Abstract

In thoracic outlet syndrome (TOS) the narrowing between bony and muscular structures in the region of the thoracic outlet/inlet results in compression of the neurovascular bundle to the upper extremity. Venous compression, resulting in TOS (vTOS) is much more common than a stenosis of the subclavian artery (aTOS) with or without an aneurysm. Traditional open surgical approaches to remove the first rib usually lack good exposure of the entire rib and the neurovascular bundle. Between January 2015 and July 2021, 24 consecutive first rib resections for venous or arterial TOS were performed in 23 patients at our institutions. For our completely portal approach we used two 8mm working ports and one 12/8 mm camera port. Preoperatively, pressurized catheter-based thrombolysis (AngioJet®) was successfully performed in 13 patients with vTOS. Operative time ranged from 71–270 min (median 128.5 min, SD +/− 43.2 min) with no related complications. The chest tube was removed on Day 1 in all patients and the hospital stay after surgery ranged from 1 to 7 days (median 2 days, SD +/− 2.1 days). Stent grafting was performed 5–35 days (mean 14.8 days, SD +/− 11.1) postoperatively in 6 patients. The robotic approach to first rib resection described here allows perfect exposure of the entire rib as well as the neurovascular bundle and is one of the least invasive surgical approaches to date. It helps improve patient outcomes by reducing perioperative morbidity and is a procedure that can be easily adopted by trained robotic thoracic surgeons.

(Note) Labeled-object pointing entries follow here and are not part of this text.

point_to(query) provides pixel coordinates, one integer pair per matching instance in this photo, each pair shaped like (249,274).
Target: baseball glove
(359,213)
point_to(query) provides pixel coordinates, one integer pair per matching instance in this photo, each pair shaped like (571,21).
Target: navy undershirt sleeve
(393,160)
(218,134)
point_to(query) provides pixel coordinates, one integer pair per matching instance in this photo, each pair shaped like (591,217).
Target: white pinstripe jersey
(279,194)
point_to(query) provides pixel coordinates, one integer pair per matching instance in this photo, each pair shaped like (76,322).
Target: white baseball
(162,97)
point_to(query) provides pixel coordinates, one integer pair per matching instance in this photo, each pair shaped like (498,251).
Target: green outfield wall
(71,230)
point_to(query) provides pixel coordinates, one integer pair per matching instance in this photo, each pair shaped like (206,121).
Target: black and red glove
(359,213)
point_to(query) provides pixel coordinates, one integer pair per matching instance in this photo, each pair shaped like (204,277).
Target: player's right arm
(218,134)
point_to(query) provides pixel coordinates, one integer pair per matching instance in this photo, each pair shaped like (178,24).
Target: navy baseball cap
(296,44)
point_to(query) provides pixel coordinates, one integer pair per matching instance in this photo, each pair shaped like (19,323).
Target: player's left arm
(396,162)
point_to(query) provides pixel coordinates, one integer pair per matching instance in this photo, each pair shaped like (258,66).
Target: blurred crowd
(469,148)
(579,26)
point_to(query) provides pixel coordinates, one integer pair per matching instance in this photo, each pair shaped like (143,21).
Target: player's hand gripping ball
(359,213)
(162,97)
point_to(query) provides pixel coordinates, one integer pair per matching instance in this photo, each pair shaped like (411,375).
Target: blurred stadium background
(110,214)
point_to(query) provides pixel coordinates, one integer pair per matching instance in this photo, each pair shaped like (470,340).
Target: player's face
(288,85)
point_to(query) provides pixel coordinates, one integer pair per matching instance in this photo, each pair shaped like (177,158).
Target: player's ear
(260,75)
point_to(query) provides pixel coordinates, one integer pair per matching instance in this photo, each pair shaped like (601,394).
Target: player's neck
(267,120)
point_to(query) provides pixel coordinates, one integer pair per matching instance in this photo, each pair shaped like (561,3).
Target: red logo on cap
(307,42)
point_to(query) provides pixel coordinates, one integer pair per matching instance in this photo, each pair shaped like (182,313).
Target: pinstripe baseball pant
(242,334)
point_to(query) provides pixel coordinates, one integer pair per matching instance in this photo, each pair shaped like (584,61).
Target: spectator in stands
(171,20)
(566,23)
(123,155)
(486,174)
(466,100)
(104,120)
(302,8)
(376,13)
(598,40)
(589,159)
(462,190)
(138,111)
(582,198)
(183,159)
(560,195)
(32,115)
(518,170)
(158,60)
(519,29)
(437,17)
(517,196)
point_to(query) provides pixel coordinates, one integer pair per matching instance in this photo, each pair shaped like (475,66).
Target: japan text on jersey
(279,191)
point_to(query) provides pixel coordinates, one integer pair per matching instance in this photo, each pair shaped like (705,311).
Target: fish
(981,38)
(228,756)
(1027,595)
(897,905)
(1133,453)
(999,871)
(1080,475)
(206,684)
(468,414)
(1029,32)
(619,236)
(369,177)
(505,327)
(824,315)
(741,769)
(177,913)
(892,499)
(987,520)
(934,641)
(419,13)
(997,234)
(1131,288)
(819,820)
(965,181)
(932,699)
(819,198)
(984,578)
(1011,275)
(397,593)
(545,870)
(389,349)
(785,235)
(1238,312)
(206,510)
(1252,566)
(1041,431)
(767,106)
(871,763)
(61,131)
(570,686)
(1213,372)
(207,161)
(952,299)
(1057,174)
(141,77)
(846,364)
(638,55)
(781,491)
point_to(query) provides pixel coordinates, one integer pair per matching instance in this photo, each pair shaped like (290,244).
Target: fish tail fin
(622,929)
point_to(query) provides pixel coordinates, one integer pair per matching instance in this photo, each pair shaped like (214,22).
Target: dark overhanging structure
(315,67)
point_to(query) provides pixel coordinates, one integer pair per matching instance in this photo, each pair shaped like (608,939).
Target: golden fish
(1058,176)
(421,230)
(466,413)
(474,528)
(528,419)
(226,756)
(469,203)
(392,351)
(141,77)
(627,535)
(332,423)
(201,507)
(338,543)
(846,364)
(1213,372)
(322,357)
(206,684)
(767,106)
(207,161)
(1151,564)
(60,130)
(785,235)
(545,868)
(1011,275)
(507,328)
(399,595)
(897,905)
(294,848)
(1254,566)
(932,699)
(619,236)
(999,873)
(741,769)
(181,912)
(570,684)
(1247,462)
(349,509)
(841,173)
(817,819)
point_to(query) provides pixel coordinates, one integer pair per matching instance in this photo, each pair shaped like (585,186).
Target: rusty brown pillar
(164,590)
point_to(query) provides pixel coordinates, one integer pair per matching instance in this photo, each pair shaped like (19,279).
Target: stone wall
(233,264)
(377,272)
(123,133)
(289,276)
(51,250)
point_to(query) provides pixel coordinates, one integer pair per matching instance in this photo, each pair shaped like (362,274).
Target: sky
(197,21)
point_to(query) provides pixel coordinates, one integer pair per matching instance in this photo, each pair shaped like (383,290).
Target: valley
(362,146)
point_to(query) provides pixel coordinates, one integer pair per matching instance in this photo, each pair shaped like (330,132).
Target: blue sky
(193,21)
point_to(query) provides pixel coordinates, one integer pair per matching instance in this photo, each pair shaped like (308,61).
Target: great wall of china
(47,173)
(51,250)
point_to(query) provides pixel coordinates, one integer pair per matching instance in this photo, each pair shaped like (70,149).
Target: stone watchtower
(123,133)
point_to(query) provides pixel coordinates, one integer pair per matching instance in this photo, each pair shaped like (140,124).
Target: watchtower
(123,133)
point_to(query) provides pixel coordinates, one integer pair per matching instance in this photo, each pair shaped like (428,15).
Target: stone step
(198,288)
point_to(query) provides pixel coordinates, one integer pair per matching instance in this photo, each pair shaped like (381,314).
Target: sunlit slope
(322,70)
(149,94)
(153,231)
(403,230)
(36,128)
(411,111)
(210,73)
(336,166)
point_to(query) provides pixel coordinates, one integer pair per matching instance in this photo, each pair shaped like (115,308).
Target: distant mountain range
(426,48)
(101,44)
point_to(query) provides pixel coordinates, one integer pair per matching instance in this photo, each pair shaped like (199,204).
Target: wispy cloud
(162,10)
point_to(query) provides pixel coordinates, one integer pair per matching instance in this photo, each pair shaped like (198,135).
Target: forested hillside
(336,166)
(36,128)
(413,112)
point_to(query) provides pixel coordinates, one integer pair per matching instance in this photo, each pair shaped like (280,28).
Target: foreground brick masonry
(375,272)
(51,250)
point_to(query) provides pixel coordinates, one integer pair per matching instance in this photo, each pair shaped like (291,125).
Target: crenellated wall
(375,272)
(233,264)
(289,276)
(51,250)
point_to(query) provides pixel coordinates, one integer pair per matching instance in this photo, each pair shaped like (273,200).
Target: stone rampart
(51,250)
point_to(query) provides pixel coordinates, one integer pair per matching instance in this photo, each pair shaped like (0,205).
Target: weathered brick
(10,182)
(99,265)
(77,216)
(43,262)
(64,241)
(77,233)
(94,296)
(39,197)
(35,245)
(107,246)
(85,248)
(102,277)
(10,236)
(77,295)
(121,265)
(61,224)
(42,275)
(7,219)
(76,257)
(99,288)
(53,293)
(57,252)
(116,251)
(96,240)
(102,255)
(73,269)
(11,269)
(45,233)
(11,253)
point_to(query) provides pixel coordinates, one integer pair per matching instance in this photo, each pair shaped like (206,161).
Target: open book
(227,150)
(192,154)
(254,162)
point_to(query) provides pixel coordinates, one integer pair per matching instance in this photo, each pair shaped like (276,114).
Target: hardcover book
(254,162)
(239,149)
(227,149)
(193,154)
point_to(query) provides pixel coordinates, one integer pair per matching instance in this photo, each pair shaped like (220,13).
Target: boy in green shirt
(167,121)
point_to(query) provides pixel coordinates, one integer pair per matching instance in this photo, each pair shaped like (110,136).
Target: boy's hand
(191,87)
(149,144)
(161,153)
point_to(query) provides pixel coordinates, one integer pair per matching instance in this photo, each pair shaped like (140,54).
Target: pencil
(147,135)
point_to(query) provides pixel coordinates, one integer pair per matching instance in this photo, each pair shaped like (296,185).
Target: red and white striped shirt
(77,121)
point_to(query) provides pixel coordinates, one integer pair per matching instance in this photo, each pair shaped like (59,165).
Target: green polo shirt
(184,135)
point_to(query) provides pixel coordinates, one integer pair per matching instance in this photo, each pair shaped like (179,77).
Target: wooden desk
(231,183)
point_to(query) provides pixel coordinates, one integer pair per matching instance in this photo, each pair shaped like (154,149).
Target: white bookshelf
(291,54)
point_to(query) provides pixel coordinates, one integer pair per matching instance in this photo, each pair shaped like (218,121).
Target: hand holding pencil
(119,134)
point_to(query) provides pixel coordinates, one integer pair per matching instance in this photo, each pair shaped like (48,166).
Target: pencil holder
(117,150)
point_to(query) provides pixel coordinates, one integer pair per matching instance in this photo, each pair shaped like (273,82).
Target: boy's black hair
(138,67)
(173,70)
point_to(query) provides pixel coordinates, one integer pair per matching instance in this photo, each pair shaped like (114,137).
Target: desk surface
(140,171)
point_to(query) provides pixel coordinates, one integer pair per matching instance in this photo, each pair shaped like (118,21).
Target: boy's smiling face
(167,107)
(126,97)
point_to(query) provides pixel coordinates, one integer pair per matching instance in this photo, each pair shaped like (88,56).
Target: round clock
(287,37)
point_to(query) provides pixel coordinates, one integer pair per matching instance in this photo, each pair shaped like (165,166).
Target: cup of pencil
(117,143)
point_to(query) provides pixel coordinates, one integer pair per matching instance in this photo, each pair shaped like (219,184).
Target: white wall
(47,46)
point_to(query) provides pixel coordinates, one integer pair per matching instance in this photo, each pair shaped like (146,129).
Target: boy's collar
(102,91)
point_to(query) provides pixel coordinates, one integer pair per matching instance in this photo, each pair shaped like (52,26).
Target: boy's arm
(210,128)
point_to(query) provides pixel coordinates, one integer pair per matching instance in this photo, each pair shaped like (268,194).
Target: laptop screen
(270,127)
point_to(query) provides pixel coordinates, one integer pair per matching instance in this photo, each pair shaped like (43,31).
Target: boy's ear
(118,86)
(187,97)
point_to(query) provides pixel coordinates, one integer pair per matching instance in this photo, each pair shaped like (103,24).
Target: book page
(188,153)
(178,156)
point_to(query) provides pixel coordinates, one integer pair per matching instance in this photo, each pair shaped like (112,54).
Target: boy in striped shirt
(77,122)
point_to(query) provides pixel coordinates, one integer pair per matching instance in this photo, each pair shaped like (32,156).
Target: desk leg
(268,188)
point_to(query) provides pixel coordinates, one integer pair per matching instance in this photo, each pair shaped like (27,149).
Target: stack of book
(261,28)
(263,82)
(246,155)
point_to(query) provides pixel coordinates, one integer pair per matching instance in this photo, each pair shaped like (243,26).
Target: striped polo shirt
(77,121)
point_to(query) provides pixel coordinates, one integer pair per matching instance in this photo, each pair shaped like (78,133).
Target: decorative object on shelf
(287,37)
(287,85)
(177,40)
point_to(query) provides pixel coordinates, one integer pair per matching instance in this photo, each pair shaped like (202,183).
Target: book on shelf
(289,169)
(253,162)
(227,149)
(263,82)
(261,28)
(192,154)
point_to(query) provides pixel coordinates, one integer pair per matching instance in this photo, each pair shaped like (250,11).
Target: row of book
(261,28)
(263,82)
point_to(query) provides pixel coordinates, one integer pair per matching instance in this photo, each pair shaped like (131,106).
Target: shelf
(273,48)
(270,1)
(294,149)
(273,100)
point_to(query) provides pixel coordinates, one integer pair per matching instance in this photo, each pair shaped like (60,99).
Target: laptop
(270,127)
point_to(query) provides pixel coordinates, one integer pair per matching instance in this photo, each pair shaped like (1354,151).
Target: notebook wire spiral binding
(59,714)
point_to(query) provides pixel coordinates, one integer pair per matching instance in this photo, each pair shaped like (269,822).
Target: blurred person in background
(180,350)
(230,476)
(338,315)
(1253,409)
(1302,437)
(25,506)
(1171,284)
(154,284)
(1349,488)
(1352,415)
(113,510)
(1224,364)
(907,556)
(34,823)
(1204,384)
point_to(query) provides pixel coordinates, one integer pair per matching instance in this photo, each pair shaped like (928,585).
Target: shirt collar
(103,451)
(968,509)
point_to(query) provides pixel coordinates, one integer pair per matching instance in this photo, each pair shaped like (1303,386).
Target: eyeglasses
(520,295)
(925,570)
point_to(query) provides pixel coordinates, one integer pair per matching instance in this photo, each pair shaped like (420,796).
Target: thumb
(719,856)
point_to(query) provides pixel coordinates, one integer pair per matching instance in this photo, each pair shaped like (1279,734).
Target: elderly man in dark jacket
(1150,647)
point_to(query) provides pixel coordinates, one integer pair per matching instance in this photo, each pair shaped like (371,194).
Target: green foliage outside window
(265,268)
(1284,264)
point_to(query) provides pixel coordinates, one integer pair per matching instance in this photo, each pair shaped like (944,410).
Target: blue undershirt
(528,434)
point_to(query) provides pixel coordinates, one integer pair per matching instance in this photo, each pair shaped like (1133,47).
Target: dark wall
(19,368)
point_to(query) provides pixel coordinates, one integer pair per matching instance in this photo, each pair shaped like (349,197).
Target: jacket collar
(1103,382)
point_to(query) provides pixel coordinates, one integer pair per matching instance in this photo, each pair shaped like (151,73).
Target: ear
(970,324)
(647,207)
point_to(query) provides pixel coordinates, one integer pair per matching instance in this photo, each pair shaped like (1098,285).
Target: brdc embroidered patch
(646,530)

In particular, patients with a/vTOS may benefit from careful and meticulous preparation and removal of scar tissue around the vessels.

Highlights

  • Thoracic outlet syndrome (TOS) involves three different structures that may contribute to the symptomatology to varying degrees

  • Since we used thrombolysis via pressure catheter in the preoperative phase of vTOS, this procedure led to acute renal failure in one case, which resulted in a delay of the surgery by four weeks until renal function was fully restored

  • In patients with venous TOS and recent thrombosis, the therapeutic treatment with oral or subcutaneous anticoagulants was initiated on the first postoperative day and routinely continued up to 3 months postoperatively, depending on whether impaired venous return or residual thrombus was detected on the postoperative venous duplex scan [3,4]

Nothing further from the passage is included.